16/05/2008 > 12/07/2008
Opening on 16/05/2008, from 7 pm to 9 pm
The Other Way Around addresses art as artifice through works that push spectators to accept, and even invent, fictions to match their initial perceptions. Yet though they might or enchant, they are by nature revelatory: the works emerge through the dismantling of their own illusions. The Other Way Around thus aligns disenchantment with discovery, penetrating the fissures between history and memory, truth and fiction, and evidence and perception that mark the aesthetic experience.
The title of an exhibition is one such fissure. (Title Work #372), from BRÜGGEMANN's series Show Titles (a heterogeneous list of titles freely available for use, which only require that the BRÜGGEMANN is credited on the list of artists), here transforms the exhibition's most trivially public element into an artwork. Like his neon I Can't Explain and I Won't Even Try, the artwork pre-empts any search for meaning, performing a disappearing act into itself and into the conventions of art spectatorship.

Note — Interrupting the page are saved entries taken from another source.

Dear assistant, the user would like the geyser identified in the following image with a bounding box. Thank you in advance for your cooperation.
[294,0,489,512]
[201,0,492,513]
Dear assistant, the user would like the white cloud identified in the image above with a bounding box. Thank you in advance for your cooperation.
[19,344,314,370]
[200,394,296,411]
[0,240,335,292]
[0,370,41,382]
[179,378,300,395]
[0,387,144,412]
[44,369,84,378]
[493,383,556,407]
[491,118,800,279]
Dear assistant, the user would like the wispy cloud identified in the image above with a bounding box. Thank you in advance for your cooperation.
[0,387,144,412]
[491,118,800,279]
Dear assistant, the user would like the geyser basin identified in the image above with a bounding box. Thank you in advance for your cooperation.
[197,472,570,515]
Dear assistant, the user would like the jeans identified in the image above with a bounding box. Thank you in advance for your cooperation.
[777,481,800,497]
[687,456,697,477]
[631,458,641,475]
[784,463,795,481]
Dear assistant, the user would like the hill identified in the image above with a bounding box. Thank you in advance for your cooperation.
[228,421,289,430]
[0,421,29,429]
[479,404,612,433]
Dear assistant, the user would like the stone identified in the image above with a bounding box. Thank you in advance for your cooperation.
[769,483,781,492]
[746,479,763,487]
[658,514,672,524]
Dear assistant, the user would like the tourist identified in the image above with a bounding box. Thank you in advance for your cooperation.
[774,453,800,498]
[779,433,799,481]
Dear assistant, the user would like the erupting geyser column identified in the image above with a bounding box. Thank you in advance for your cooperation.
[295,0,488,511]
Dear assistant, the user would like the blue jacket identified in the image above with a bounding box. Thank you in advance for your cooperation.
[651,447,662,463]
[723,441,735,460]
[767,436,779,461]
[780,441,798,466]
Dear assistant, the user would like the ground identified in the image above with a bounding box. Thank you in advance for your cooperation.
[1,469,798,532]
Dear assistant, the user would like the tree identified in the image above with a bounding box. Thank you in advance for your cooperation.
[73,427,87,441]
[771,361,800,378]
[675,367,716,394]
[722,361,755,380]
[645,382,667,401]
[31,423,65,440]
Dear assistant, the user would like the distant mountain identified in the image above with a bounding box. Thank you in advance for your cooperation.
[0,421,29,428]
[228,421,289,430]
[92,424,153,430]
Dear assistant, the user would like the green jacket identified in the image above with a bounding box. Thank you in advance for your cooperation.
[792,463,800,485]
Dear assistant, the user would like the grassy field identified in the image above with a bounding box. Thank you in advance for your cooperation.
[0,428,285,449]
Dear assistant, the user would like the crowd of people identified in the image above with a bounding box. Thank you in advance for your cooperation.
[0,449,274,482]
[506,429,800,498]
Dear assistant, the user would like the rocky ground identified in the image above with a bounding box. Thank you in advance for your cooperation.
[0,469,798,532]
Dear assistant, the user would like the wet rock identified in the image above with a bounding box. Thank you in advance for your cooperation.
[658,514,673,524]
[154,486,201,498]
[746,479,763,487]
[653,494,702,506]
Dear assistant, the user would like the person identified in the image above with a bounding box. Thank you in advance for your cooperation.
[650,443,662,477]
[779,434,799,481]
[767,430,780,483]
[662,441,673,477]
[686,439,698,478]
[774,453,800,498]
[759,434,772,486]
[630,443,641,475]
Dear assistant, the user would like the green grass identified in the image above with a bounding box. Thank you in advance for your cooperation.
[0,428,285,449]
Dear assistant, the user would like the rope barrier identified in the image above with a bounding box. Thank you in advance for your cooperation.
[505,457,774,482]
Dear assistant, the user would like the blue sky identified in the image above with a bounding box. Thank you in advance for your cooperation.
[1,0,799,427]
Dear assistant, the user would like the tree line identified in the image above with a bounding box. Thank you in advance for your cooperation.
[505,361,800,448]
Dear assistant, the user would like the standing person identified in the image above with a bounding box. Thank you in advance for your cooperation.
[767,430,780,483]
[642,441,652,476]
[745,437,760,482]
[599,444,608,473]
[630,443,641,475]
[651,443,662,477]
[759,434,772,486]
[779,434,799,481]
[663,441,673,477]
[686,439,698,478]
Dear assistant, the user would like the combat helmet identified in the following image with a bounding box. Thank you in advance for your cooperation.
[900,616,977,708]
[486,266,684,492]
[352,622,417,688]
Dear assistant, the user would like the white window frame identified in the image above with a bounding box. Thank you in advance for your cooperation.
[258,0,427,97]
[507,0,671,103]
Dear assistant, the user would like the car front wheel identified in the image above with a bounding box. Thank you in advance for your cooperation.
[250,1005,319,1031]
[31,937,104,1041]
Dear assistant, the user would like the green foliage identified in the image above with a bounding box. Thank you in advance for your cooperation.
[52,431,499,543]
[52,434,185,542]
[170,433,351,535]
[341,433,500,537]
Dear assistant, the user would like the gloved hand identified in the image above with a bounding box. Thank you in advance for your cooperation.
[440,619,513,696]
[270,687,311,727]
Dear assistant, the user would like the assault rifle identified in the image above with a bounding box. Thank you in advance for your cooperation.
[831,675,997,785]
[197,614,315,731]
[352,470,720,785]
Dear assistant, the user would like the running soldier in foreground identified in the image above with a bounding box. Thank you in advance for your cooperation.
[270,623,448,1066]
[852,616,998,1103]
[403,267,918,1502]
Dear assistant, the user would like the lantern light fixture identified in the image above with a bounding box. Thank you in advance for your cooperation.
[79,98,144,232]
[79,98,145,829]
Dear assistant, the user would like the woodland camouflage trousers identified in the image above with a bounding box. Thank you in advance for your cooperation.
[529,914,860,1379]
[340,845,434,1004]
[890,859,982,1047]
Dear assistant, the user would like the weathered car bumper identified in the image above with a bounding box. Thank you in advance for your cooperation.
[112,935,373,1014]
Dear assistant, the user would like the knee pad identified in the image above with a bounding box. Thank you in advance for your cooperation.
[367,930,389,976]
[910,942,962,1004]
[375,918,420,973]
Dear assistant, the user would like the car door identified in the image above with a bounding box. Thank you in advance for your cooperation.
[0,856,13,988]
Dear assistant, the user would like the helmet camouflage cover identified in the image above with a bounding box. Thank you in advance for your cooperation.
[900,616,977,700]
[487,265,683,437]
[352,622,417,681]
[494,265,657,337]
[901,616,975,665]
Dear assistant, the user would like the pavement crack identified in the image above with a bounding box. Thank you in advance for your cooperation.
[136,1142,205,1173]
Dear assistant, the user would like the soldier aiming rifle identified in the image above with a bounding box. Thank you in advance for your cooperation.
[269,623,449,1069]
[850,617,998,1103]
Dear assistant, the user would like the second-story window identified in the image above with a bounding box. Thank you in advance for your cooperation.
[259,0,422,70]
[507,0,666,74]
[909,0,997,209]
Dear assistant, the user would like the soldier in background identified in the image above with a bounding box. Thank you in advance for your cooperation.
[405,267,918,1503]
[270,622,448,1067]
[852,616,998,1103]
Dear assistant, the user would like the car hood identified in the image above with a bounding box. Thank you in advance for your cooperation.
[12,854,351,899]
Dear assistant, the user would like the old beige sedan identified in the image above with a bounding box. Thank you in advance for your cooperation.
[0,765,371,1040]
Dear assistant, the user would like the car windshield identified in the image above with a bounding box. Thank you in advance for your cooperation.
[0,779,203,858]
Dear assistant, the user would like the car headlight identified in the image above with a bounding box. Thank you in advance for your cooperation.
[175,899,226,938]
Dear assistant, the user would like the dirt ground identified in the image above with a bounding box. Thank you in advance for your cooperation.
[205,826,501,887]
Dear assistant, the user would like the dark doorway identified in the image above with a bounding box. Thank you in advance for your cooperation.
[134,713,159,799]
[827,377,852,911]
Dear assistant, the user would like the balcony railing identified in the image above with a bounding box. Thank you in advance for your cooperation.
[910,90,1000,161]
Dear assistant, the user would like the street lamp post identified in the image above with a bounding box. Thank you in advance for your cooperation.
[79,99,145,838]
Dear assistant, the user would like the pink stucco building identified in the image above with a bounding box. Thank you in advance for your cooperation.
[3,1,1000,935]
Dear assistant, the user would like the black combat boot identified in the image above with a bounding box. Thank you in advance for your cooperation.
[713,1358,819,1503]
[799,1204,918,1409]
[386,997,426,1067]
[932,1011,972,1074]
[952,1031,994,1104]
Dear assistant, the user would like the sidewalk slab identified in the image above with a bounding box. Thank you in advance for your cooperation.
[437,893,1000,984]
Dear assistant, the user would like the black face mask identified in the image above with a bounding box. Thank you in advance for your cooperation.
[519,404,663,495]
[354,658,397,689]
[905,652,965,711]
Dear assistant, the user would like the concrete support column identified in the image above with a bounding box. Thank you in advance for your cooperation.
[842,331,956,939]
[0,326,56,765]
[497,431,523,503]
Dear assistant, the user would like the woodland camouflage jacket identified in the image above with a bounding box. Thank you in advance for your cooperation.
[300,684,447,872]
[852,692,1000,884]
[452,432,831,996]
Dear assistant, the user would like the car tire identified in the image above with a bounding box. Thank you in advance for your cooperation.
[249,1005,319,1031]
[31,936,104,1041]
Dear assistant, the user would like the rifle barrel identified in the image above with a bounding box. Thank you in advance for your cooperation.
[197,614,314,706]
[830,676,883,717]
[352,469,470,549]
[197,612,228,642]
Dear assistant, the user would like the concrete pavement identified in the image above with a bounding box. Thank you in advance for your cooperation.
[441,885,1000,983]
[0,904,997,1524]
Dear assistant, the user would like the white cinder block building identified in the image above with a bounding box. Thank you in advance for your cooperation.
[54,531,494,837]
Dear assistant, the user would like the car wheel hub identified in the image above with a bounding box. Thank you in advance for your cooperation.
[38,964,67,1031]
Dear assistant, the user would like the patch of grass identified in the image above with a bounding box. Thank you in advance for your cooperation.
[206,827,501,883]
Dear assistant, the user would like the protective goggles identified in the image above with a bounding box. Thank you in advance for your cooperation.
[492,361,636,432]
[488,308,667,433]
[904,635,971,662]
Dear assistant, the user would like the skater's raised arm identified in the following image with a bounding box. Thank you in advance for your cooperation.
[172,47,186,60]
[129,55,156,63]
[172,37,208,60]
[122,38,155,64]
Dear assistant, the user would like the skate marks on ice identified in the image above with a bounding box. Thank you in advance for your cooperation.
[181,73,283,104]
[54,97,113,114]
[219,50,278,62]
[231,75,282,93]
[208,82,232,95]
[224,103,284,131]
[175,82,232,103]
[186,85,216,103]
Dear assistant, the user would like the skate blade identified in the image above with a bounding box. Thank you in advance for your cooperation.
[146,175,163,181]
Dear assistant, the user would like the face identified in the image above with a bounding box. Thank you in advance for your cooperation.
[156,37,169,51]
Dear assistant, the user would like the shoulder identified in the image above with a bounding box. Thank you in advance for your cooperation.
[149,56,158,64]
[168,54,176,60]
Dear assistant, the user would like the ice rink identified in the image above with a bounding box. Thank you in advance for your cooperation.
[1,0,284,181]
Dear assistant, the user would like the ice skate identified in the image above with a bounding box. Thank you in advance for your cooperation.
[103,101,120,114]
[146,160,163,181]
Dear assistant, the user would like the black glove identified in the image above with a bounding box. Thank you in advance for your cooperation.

Similarly inexplicable at first view, Damien ROACH's Mobil (2007) seems to be a collection of sundry desk items arrayed on a shelf. Seen from the right angle, however, these objects align to spell out the word 'Mobil' – transforming this musty accumulation into an inexorable composition that demands, paradoxically, the immobility of its viewer. Mobil is accompanied by a second anamorph, Verità (2006), an image from the naturalist colony Monte Verità reflected in a cylinder of mirror card. From an old pair of sneakers in Gumshoe (2008) (at once a literal illustration of their title and a play on the slang term for 'detective') to the recuperated images in his collages (Untitled (Firs) and Untitled, both 2007), slight discrepancies and shifts in language render overfamiliar objects to us anew.
Gianni MOTTI's Levitation (1995) and Entierro #1 (1989) also use the banality of their medium to expose their illusions. These oversize photographs document two 'unbelievable' events – MOTTI's mock funereal, and his levitation at the hands of an illusionist –, turning hoaxes into media events and photographs into evidence, while discrediting both event and evidence with historical fact.
History, actuality and accuracy are also reflected in three works by Jamie SHOVLIN, which take as a point of departure cultural perceptions of America, redoubling social ambiguities with material illusions. Untitled (Comedie) and Untitled (Tragedie), both 2008, are trompe l'oeil drawings that depict reproductions of American artist Jack PIERSON's signage sculptures. Two copies of J.K. GALBRAITH's classic American Capitalism: The Concept of Countervailing Power are seemingly abandoned on the floor. Yet only one is real – the other is an oversized plaster cast of the book, another illusory mirror of his transatlantic subject.
In the back room, a single lightbulb strays on the ground, fantastically illuminated. The light in James HOPKIN's Eureka (2006), however, comes not from the bulb but from an empty slide projector, farcically overcompensating for the missing electrical cord while creating a vaguely melancholy transference.
The empty slide projector is inverted by Benoît BROISAT's video montage Diary (2008). A sequence of images from a war scene was re-photographed frame by frame, a different individual holding up each photograph to the camera. The rush of successive shots blurs these identities into one vague silhouette, while the fragmented war images merge into a coherent film strip – an illusion of fluidity at the cost of the human moments that sustained them.